The sharp uptick in takeaway capacity in 2019 marked the end of a persistent bottleneck that restricted flows out of West Texas. In 2018 and 2019, Permian production surpassed outbound pipeline capacity, leading to full pipelines and storage builds in West Texas.

In 2020, Permian producers curtailed output as the coronavirus pandemic led to lower crude prices. Lower supply, combined with the steep increase in takeaway capacity, led to underutilized pipelines. Utilization on our monitored pipelines out of West Texas averaged 58% in 2020 through mid-September, compared to 93% in 2019 and 95% in 2018.

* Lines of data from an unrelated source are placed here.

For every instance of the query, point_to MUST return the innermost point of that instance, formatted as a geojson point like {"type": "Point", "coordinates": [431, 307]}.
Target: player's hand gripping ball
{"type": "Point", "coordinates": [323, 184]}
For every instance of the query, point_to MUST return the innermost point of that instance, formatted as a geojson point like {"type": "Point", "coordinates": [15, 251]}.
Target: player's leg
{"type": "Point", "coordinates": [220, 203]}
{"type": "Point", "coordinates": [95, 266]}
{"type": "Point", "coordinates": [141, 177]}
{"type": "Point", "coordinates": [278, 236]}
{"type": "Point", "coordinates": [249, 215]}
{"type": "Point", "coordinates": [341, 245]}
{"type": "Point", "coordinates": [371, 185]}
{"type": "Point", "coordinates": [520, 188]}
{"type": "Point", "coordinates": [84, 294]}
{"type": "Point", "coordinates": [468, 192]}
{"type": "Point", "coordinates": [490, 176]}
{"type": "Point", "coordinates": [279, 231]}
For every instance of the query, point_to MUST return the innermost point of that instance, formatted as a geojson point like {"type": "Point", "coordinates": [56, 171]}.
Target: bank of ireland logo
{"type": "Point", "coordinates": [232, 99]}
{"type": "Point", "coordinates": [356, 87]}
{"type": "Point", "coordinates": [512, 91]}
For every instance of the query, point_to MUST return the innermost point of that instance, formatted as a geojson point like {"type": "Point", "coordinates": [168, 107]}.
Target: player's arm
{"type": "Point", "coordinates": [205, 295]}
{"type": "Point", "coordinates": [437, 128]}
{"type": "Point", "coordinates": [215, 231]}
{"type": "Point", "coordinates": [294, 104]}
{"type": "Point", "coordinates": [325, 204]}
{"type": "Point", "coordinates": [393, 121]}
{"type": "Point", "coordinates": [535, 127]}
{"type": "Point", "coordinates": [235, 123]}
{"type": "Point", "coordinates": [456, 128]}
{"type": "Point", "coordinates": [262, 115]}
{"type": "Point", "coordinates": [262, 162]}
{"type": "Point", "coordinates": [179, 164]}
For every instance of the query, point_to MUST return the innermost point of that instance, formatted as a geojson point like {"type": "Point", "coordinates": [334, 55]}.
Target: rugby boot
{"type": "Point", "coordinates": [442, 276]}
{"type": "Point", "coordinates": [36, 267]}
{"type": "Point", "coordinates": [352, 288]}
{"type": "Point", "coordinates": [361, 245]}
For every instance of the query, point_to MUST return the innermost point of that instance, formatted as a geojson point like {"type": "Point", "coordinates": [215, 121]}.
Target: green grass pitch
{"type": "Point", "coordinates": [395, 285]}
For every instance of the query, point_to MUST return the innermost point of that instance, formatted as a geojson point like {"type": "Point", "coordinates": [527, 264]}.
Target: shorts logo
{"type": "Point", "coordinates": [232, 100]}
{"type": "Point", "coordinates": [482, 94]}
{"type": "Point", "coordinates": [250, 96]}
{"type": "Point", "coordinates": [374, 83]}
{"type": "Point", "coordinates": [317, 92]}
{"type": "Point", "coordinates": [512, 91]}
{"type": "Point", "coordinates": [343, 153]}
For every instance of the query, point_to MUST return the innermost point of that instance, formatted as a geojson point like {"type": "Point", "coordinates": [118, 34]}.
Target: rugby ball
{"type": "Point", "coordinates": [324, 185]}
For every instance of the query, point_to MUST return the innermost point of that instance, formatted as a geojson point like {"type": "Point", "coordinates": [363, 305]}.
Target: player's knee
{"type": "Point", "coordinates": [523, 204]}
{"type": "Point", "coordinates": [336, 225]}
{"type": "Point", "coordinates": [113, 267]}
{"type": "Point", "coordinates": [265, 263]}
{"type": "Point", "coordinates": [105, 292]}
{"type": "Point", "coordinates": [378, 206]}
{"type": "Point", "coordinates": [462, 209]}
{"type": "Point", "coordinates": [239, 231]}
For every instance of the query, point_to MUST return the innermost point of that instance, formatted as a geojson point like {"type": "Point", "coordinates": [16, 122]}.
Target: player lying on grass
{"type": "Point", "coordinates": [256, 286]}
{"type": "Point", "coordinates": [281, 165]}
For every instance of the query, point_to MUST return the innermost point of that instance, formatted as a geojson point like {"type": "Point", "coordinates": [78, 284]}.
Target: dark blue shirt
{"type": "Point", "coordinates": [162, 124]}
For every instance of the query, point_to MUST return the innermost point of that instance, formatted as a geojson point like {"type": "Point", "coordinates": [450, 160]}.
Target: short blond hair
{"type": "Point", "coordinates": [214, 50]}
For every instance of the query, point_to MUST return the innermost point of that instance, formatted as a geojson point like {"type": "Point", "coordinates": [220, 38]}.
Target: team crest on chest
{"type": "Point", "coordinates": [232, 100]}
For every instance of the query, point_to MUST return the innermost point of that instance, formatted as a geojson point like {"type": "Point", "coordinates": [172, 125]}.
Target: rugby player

This rapid switch from bottleneck to overbuild has far-reaching implications on future pipeline projects, storage inventories, export volumes and transportation economics.

To build or not to build

Multiple pipeline projects were planned to further expand takeaway capacity from West Texas in 2020 and beyond. But the need for additional capacity is now questionable, with plenty of available space on existing pipelines. This confronts companies with a decision: to cancel planned projects or forge ahead.

Enterprise canceled their planned 450,000 bpd Midland, TX, to ECHO 4 pipeline, according to a September 9 company release. Enterprise’s release stated, "[Enterprise] today announced that it and certain of its customers have amended agreements that provide Enterprise the ability to use the partnership’s existing pipelines to support its crude oil transportation agreements and to cancel [Midland-to-ECHO 4]. Generally, the amendments provide for the reduction of near-term volume commitments in exchange for extending the term of the agreements."

The announcement also came as Enterprise's 36-inch Midland to ECHO 3 pipeline prepared for line fill, according to our September 1 ground surveillance. Storage inventory changes may indicate line fill began in early-to-mid-September. The pipeline segment between Midland and Webster, TX, is expected to be fully operational by the end of November, according to sources familiar with the pipeline’s operations.